In spite of his detestation of war Mr. Britling found it impossible to maintain that any sort of peace state was better than a state of war. If wars produced destructions and cruelties, peace could produce indolence, perversity, greedy accumulation and selfish indulgences. War is discipline for evil, but peace may be relaxation from good. The poor man may be as wretched in peace time as in war time. The gathering forces of an evil peace, the malignity and waste of war, are but obverse and reverse of the medal of ill-adjusted human relationships. Was there no Greater Peace possible; not a mere recuperative pause in killing and destruction, but a phase of noble and creative living, a phase of building, of discovery, of beauty and research? He remembered, as one remembers the dead, dreams he had once dreamt of the great cities, the splendid freedoms, of a coming age, of marvellous enlargements of human faculty, of a coming science that would be light and of art that could be power....

But would that former peace have ever risen to that?...

After all, had such visions ever been more than idle dreams? Had the war done more than unmask reality?...

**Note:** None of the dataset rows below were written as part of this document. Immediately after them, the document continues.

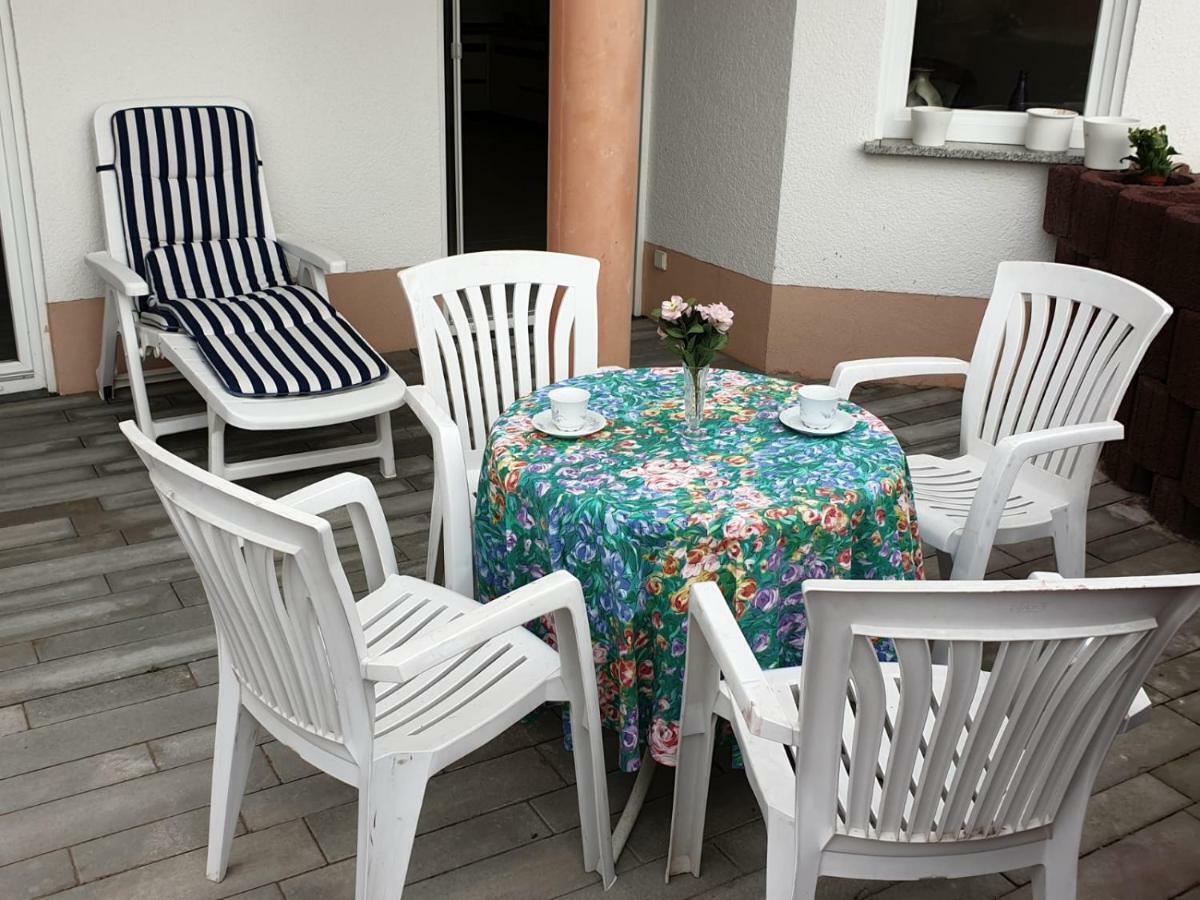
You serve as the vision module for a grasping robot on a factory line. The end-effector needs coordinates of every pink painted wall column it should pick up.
[548,0,646,366]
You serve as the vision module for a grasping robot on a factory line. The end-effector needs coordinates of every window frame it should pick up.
[876,0,1141,149]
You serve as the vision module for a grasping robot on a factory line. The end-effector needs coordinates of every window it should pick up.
[878,0,1139,146]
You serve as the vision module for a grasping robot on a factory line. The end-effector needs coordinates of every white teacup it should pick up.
[798,384,841,428]
[550,388,592,431]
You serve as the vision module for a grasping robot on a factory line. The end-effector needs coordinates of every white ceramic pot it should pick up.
[1025,107,1079,154]
[908,107,954,146]
[1084,115,1141,172]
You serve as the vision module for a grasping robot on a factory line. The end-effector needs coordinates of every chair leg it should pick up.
[667,715,716,878]
[376,413,396,478]
[96,290,119,401]
[1054,504,1087,578]
[209,407,224,478]
[425,482,442,584]
[354,754,431,900]
[767,809,818,900]
[206,664,256,881]
[1030,859,1079,900]
[570,702,617,888]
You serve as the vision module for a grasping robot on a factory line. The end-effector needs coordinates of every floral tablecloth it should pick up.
[475,368,922,770]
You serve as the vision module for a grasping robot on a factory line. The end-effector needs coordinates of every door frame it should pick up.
[0,0,56,394]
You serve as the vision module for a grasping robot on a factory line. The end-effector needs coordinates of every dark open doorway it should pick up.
[445,0,550,252]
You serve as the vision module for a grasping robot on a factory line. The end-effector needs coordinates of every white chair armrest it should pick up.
[280,472,400,590]
[84,250,150,296]
[275,234,346,275]
[688,581,799,744]
[950,421,1124,581]
[406,384,474,596]
[362,571,590,683]
[829,356,971,400]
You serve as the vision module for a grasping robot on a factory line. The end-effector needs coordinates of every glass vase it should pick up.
[680,366,708,431]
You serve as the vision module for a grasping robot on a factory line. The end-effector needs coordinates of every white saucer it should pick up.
[533,409,608,438]
[779,407,858,438]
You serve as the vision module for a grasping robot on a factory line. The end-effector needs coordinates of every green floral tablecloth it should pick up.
[475,368,922,770]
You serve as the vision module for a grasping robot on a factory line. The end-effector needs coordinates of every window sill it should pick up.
[863,138,1084,166]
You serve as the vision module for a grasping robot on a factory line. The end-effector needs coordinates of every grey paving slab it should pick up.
[1154,750,1200,802]
[0,704,29,738]
[0,757,275,864]
[1012,812,1200,900]
[0,532,125,569]
[0,628,216,703]
[34,607,212,662]
[0,744,155,814]
[1146,650,1200,697]
[47,822,324,900]
[0,850,76,900]
[71,806,246,882]
[0,538,186,600]
[0,587,180,660]
[0,686,217,778]
[0,516,76,550]
[24,666,197,728]
[1094,706,1200,791]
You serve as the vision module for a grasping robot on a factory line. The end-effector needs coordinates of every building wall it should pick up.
[12,0,445,391]
[646,0,796,280]
[643,0,1200,377]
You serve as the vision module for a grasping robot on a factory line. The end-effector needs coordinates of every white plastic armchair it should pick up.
[667,575,1200,900]
[829,263,1171,578]
[121,421,614,900]
[400,250,600,594]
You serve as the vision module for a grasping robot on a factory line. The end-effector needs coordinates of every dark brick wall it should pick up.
[1043,166,1200,536]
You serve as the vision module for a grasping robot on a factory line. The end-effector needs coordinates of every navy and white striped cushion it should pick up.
[113,107,389,396]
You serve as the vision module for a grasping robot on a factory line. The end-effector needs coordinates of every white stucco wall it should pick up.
[774,0,1052,296]
[774,0,1200,296]
[644,0,796,281]
[1124,0,1200,158]
[12,0,445,301]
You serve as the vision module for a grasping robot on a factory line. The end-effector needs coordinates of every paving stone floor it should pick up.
[0,325,1200,900]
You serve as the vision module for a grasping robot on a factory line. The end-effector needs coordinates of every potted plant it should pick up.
[1122,125,1180,185]
[650,295,733,431]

He came to a gate and leant over it.

The darkness drizzled about him; he turned up his collar and watched the dim shapes of trees and hedges gather out of the night to meet the dismal dawn. He was cold and hungry and weary.

He may have drowsed; at least he had a vision, very real and plain, a vision very different from any dream of Utopia.

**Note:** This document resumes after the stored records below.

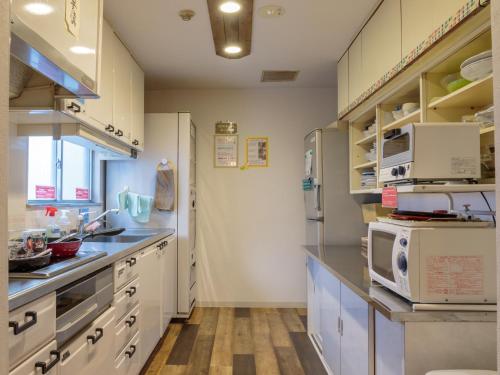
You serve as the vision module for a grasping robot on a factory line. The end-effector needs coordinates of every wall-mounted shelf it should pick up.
[355,132,377,146]
[374,184,495,194]
[382,109,421,132]
[352,160,377,170]
[428,75,493,109]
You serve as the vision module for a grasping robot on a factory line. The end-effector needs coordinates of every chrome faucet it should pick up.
[78,208,120,234]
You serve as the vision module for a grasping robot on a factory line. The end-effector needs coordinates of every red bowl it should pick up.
[47,238,82,258]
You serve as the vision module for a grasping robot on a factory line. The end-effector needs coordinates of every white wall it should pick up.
[0,0,10,374]
[146,89,337,306]
[491,0,500,369]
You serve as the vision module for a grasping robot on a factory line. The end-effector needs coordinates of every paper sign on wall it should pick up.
[245,137,269,168]
[75,188,90,200]
[65,0,80,38]
[214,135,238,168]
[35,185,56,199]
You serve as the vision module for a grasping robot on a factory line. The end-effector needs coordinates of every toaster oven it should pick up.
[379,123,481,183]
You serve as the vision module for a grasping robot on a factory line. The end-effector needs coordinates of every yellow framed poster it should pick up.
[245,137,269,168]
[214,135,238,168]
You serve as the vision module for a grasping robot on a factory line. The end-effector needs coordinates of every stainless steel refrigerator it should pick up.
[302,129,367,245]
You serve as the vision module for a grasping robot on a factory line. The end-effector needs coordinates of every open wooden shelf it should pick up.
[355,132,377,146]
[374,184,495,194]
[382,109,422,132]
[353,160,377,170]
[428,74,493,109]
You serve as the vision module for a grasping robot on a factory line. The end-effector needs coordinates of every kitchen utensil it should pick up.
[49,228,125,258]
[9,253,51,272]
[460,57,493,81]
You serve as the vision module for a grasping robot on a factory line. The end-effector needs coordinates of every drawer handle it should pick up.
[87,328,104,345]
[125,286,137,297]
[35,350,61,374]
[125,258,137,267]
[125,315,137,327]
[9,311,37,336]
[125,345,137,358]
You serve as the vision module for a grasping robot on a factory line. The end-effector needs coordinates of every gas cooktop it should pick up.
[9,251,107,279]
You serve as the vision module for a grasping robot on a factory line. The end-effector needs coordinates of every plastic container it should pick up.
[45,206,61,239]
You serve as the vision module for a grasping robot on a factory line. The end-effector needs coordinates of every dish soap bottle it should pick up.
[57,210,71,236]
[45,206,61,238]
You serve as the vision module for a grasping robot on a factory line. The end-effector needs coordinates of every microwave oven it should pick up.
[368,222,497,304]
[379,123,481,183]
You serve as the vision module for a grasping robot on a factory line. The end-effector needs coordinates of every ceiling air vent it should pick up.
[260,70,299,82]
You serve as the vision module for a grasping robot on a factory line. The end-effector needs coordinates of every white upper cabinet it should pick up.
[360,0,402,90]
[130,60,144,150]
[113,36,133,140]
[337,52,349,112]
[85,21,114,130]
[349,34,367,103]
[401,0,469,56]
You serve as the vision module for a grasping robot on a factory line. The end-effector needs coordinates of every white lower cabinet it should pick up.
[9,340,61,375]
[7,293,56,369]
[307,258,373,375]
[59,308,115,375]
[114,332,142,375]
[139,244,163,363]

It seemed to him that suddenly a mine burst under a great ship at sea, that men shouted and women sobbed and cowered, and flares played upon the rain-pitted black waves; and then the picture changed and showed a battle upon land, and searchlights were flickering through the rain and shells flashed luridly, and men darkly seen in silhouette against red flames ran with fixed bayonets and slipped and floundered over the mud, and at last, shouting thinly through the wind, leapt down into the enemy trenches....

And then he was alone again staring over a wet black field towards a dim crest of shapeless trees.

§ 9

Abruptly and shockingly, this malignity of warfare, which had been so far only a festering cluster of reports and stories and rumours and suspicions, stretched out its arm into Essex and struck a barb of grotesque cruelty into the very heart of Mr. Britling. Late one afternoon came a telegram from Filmington-on-Sea, where Aunt Wilshire had been recovering her temper in a boarding-house after a round of visits in Yorkshire and the moorlands. And she had been "very seriously injured" by an overnight German air raid. It was a raid that had not been even mentioned in the morning's papers. She had asked to see him.